I have been reading Chad Sakac’s article on IO queues and micro-bursting for months now. Chad is wicked technical for a manager type and after reading this post a dozen times I think I finally have it internalized. Let me put my own spin on this tome, embedded in which are several jewels of wisdom.
The article describes a phenomena common to consolidated workloads called micro-bursting. Micro-bursting occurs in such short periods as to go unnoticed in the sampling window of monitoring tools. As Chad put it:
Remember that every metric has a timescale. IOps is in seconds. Disk service time is in ms (5-20ms for traditional disk, about 1ms for EFD). If an I/O is served from cache, it’s in microseconds. Switch latencies are in microseconds. Here, the I/O periods were so short that they filled up the ESX LUN queues instantly, causing a “back-off” effect for the guest. These were happily serviced by the SAN and the storage array, which had no idea anything bad was going on.
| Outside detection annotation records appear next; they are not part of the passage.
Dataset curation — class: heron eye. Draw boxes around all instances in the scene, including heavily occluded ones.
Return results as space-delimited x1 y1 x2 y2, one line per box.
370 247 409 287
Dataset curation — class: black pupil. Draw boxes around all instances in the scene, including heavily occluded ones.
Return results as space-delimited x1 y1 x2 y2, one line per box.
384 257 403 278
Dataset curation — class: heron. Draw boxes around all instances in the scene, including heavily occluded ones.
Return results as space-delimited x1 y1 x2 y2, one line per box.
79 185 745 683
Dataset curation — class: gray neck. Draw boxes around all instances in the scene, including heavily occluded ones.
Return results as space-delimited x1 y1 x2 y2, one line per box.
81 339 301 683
When these bursts happen queues overflow, messages backup, and service times briefly sky rocket. These rapid overflows happen in a fraction of esxtop‘s multi-second window and vCenter‘s 20 second window.
So, what buffers are we talking about? Take a look at Chad’s hand-drawn picture of the storage path, which is only slightly less complicated than the Republican view of Obamacare:
If you are at VI admin, you care about the LUN queue in ESX. ESX creates one of these queues for each HBA+LUN pair. So, multipathing to a LUN increases the effective LUN queue and using a single HBA to multiple LUNs will guarantee a queue to each LUN. Instances of this queue will overflow if many VMs on a single server issue commands to a single LUN. As Chad says:
In VMware land – this is usually the fact that the default LUN queue (and corresponding Disk.SchedNumReqOutstanding value) are 32 – which for most use cases is just fine, but when you have a datastore with many small VMs sitting on a single LUN, the possibility of microbursting patterns becomes more likely.
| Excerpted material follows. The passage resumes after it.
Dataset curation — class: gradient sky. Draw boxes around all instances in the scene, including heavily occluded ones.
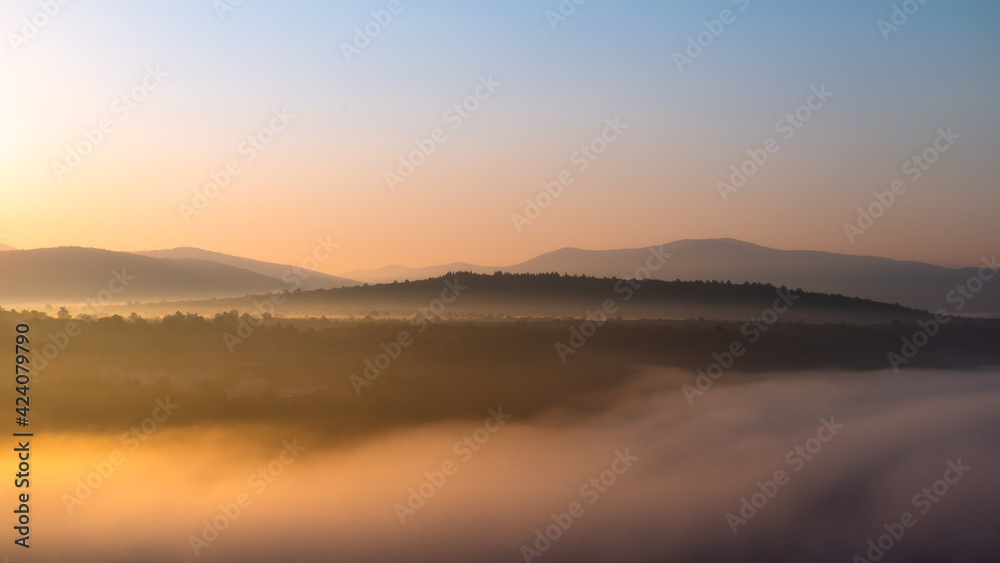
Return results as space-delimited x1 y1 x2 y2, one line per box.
0 0 1000 273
So, when will the queues overflow? Not often:
In the example [Vaughn] used, [multi-pathing] would not help materially if there were more than 3 ESX hosts, as it would be a likely case of “underconfigured array” – not host-side queuing.
The message here is that there is only a small window of configurations will result in LUN queue overflow: many VMs on very few hosts talking to a common LUN. This is a perfect use case for vscsiStats, which I have talked about in various forums now. vscsiStats avoid sampling windows by recording precise information on every IO. This means that microburst statistics will not be averaged–and lost–across a time period.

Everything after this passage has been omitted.